Security Breach Notifications

Notification of Security Breaches of Personal Information

NH RSA 359-C:20

Any business which maintains computerized information that includes Personal Information has an obligation under New Hampshire law to notify consumers if there is security breach that compromises the security or confidentiality of that data.   Under the statute, Personal Information is defined as the individual’s first and last name in combination with any one or more of the following: social security number, driver’s license number or other government identification number, or identifying account number.   

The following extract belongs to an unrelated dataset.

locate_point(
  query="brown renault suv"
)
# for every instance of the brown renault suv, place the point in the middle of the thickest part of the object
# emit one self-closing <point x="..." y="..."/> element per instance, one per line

As soon as a business becomes aware that the security or confidentiality of Personal Information has been compromised, it must promptly determine the likelihood that the compromised information has or will be misused.  If it determines the information has been misused, is likely to be misused or if a determination cannot be made, the business must:

(a) notify the affected individuals either in writing, by e-mail or by telephone of the approximate date of the breach, the circumstances of the breach and the information compromised; and 

(b) report the breach to its primary regulatory authority, if applicable or to the New Hampshire Attorney General; and

(c) if over 1,000 people are affected, report the breach to all national consumer reporting agencies of the date of notification to the consumers and the approximate number of consumers affected.  

The New Hampshire Attorney General posts all security breach notifications on this website.  

The Attorney General Consumer Protection and Antitrust Bureau has administrative enforcement authority and private individuals have a private right of action for violations of the statute.